Hong Kong wants more corporate treasurers in its city borders. Reports on Friday (June 10) said Hong Kong legislation came into effect earlier this month as the city looks to establish itself as a corporate treasury hub, especially for mainland China’s companies.
The Hong Kong Inland Revenue Amendment No. 4 Bill 2015 came into effect to attract Chinese and multinational corporations that want to establish a corporate treasury center in the city.
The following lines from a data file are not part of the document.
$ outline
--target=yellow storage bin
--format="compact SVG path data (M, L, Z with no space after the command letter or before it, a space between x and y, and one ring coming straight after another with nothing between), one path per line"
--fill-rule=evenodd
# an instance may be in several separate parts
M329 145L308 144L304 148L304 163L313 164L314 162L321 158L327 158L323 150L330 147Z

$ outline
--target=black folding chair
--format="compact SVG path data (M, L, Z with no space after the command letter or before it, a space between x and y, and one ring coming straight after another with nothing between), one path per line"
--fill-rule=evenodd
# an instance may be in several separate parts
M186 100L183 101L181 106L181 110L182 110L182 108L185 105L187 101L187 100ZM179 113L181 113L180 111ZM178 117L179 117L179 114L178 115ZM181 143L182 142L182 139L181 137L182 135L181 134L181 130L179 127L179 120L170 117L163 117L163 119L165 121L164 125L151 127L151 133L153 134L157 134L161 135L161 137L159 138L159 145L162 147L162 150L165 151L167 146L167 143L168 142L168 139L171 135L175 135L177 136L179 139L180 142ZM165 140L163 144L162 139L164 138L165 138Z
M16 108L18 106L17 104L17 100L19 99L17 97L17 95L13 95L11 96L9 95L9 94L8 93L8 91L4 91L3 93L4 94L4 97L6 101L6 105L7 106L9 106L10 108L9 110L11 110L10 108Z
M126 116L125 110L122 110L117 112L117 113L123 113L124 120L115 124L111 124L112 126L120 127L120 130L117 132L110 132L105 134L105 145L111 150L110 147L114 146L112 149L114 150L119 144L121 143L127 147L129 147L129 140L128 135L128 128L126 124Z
To do so, Hong Kong officials provide tax incentives to the enterprise, reports said.
Reports added that Hong Kong is looking to compete with Singapore, which also has a corporate-friendly tax system to attract multinational corporations.
Companies that establish a treasury hub in Hong Kong receive a 50 percent cut to their profits tax, from 16.5 percent to 8.25 percent, reports said. Still, it could take some time before the corporate treasurers trickle in.
Howard Yang, country head of Hong Kong for Citi’s treasury and trade solutions, told South China Morning Post that it could be five years before Hong Kong catches up to Singapore.
“In the early stages of corporate treasury center developments, the Singapore government was a lot more proactive in pushing for encouraging policies,” he explained. “In tax, staffing, policy stability matters, the overall competitiveness of Hong Kong was otherwise similar to Singapore. Most corporates, at that point, chose Singapore.”
According to Yang, top corporate clients of Citi are now looking at Hong Kong to set up cash management hubs as they look to strengthen ties with local banks.